Après pas loin de 20 ans de carrière dans la police de Seine Saint Denis, le petit soldat Landurain semble suspendu dans le même paradigme d’ignorance xénophobe et de violence : recruté en province à la sortie de l’adolescence pour rejoindre en périphérie de la “grande ville” les forces de reconquête républicaines, ce jeune homme blanc se perçoit comme à l’avant-poste d’une croisade dans laquelle la préservation de l’ordre public (et donc, de sa virilité, parce que c’est bien ça dont il est question dans un monde dominé par les hommes) est inversement proportionnelle à la soumission des jeunes noirs et arabes qu’on lui demande de mater. Suprémacisme et virilisme se cachent derrière le républicanisme que Landurain et ses compères prétendent incarner.

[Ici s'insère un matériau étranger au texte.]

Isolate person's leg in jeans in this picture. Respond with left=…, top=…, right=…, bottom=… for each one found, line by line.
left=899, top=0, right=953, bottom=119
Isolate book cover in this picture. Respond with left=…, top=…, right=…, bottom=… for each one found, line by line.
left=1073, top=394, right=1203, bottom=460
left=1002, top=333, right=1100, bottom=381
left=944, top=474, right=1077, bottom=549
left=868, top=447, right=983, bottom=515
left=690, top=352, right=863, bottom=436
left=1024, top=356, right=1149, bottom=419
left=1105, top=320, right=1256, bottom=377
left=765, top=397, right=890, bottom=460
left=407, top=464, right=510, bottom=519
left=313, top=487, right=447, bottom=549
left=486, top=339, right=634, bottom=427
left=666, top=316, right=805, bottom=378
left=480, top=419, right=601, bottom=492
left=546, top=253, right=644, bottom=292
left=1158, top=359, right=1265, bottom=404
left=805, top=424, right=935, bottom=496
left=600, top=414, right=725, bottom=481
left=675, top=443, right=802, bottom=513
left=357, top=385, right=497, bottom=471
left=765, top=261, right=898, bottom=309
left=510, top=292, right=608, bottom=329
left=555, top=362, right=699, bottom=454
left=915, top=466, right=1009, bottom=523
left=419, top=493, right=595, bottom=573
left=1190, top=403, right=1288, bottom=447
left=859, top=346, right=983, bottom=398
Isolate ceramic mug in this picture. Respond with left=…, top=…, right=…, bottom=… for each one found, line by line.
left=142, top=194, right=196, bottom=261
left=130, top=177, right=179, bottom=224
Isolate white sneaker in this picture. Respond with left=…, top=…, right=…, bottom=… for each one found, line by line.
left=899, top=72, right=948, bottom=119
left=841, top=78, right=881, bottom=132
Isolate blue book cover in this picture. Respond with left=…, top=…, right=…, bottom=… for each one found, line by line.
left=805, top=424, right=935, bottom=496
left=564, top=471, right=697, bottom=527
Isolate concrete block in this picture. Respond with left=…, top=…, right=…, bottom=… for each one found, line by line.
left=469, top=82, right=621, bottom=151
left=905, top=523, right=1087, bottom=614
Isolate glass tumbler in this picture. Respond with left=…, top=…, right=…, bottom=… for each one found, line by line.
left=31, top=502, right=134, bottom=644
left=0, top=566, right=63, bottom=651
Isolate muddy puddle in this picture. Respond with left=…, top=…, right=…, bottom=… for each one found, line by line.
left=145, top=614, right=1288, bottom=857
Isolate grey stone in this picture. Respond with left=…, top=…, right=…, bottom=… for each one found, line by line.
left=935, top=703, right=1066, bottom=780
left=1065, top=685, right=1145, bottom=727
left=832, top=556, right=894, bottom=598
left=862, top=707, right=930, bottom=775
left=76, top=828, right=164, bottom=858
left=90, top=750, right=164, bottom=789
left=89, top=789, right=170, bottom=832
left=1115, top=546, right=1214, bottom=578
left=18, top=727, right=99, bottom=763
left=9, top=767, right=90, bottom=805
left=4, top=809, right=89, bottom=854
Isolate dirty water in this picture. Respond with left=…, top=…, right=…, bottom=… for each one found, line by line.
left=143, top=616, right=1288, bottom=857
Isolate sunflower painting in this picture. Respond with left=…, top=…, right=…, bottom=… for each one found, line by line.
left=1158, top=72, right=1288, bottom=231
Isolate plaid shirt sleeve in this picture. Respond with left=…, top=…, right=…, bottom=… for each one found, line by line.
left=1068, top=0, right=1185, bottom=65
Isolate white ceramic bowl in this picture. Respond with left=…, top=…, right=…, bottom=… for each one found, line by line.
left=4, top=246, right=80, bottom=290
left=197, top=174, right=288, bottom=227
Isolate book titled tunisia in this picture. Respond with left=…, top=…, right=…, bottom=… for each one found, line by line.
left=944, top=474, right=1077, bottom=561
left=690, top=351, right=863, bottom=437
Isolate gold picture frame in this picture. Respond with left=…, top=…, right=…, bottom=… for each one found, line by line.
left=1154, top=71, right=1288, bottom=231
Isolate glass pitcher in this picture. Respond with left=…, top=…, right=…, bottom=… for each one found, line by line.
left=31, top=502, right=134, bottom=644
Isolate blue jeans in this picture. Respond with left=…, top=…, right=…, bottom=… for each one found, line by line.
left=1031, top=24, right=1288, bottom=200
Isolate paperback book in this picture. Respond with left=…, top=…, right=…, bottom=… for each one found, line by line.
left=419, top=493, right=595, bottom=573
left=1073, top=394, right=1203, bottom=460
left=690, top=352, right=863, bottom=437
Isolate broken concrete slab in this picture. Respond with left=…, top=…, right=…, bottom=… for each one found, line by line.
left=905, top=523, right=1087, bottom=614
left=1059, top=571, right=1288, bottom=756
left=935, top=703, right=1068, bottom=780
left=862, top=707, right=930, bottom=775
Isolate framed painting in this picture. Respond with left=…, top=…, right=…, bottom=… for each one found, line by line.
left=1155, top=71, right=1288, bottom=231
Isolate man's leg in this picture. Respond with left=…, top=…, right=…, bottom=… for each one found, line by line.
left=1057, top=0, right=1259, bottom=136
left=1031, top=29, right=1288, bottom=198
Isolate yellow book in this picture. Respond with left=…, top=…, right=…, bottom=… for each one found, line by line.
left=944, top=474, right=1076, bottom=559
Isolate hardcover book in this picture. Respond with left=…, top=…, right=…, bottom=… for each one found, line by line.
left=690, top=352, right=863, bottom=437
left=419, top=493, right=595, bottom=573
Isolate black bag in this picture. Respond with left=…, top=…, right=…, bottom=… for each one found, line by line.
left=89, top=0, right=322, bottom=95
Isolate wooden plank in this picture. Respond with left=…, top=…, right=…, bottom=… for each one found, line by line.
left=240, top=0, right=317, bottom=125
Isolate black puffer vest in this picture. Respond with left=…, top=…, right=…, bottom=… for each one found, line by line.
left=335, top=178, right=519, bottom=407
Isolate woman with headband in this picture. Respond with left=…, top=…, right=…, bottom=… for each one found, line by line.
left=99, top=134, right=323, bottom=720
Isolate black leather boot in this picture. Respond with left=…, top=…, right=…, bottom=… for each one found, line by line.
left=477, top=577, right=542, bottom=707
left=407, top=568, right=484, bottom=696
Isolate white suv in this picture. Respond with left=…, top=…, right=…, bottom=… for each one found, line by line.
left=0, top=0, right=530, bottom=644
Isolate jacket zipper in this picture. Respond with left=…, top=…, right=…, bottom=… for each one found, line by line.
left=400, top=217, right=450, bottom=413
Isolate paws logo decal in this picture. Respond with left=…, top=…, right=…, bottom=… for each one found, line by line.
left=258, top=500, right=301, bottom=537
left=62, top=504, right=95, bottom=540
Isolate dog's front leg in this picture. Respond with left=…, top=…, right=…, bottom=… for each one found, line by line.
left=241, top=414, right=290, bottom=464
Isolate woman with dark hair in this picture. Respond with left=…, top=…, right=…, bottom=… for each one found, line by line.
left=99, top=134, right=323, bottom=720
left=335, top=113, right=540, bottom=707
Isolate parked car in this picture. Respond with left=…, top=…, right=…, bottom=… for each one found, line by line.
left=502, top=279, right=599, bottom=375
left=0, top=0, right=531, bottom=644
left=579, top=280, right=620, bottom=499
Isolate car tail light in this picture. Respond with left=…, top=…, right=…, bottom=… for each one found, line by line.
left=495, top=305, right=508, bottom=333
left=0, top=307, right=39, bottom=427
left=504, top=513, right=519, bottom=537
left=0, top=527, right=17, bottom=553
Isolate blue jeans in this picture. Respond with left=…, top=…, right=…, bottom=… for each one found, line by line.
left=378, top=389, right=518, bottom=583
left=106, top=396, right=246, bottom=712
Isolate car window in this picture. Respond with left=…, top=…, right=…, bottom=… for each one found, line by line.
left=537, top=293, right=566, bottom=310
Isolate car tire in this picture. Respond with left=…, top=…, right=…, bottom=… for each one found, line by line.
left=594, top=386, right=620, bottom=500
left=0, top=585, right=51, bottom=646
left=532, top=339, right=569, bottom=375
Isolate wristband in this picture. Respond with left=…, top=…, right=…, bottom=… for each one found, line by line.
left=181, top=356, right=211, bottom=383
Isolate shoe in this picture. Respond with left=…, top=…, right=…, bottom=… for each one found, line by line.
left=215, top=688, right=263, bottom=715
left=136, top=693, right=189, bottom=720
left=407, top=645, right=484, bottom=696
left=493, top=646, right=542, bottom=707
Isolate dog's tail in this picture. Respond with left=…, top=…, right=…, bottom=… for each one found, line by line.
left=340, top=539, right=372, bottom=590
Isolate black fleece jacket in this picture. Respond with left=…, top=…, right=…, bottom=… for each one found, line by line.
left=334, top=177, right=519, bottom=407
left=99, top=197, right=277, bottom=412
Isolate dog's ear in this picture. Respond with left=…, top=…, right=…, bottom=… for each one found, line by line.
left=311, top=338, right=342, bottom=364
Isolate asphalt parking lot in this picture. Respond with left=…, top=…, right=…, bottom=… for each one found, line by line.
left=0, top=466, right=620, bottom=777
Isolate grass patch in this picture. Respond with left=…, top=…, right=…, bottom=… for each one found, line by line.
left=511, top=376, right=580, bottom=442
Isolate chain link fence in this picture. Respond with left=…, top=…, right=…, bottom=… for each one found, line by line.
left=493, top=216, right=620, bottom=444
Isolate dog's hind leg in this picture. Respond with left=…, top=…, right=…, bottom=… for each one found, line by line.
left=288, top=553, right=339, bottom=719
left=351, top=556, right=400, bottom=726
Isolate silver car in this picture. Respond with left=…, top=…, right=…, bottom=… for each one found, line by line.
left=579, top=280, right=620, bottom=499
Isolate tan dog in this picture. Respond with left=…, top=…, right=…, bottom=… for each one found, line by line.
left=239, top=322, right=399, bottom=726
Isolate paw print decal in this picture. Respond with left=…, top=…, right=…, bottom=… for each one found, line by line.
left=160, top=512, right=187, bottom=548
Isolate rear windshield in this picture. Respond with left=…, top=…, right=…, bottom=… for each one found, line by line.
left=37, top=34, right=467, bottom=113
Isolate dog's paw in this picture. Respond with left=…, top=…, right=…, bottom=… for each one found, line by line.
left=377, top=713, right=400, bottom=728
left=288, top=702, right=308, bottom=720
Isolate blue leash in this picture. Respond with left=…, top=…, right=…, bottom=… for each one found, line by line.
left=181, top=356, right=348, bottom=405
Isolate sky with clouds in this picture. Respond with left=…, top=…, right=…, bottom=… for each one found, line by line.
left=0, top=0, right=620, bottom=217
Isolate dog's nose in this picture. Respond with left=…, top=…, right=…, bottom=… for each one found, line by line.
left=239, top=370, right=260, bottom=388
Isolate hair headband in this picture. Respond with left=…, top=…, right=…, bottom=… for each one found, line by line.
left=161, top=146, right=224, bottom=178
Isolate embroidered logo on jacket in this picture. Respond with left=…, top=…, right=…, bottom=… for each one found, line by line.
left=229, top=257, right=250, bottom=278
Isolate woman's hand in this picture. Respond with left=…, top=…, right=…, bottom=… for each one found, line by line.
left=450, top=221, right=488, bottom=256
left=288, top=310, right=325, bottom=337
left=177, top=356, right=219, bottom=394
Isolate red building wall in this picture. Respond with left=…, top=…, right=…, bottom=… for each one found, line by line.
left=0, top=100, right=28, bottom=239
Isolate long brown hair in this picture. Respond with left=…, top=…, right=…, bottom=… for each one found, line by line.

Tir dans le visage de Geoffrey à Montreuil

Mais revenons quelques années en arrière…

En 2010, Landurain est devenu brigadier au sein de la CSI 93, née en 2008 de la fusion de la CDI 93 et de la CS 93

Le 14 octobre 2010 à l’aube, lui et son équipage commencent leur journée avec l’expulsion violente du squat de la Demie-Lune à Montreuil (Article sur le site de la CIP IDF), avant d’aller chasser les lycéens de la ville qui protestent contre une énième réforme de casse du régime des retraites.

Des lycéens bloquent ce jour-là le lycée Jean-Jaurès. Le gardien de la paix Jean-Yves Césaire, alors sous les ordres de Yannick Landurain, tire à deux reprises avec son Lanceur de balles de défense, explosant les os du visage de Geoffrey, 16 ans. 

Jean-Yves Césaire déclarera par la suite que le brigadier Landurain leur avait enjoint au préalable de “prendre toute mesure utile afin de protéger leur intégrité physique”. Lui et son supérieur mentiront éhontément sur procès verbal pour se couvrir et incriminer leur victime, se rendant coupable de faux en écriture publique. Ce qui fait toujours mauvais genre dans une petite carrière de policier modèle. 

Dans un premier temps, Landurain assume de façon confiante et déterminée sa responsabilité, déclarant que ses hommes ont tiré sur ses instructions et en légitime défense puisqu’ils étaient encerclés et sous une pluie de projectiles. Le mec s’est fait un film : il décrit alors une scène de guérilla, inventée de toutes pièces comme le démontrera la suite de l’enquête, et notamment la diffusion de deux vidéos des faits par Rue89 et un riverain sur Dailymotion. Après avoir été invité par le tribunal à voir ces images, démontrant l’absence de violences et de menace sur son unité, Landurain perdra finalement de sa superbe et bottera en touche sur la légitime défense. Déclarant finalement : “je ne peux pas dire si mes collègues étaient en situation de légitime défense”. 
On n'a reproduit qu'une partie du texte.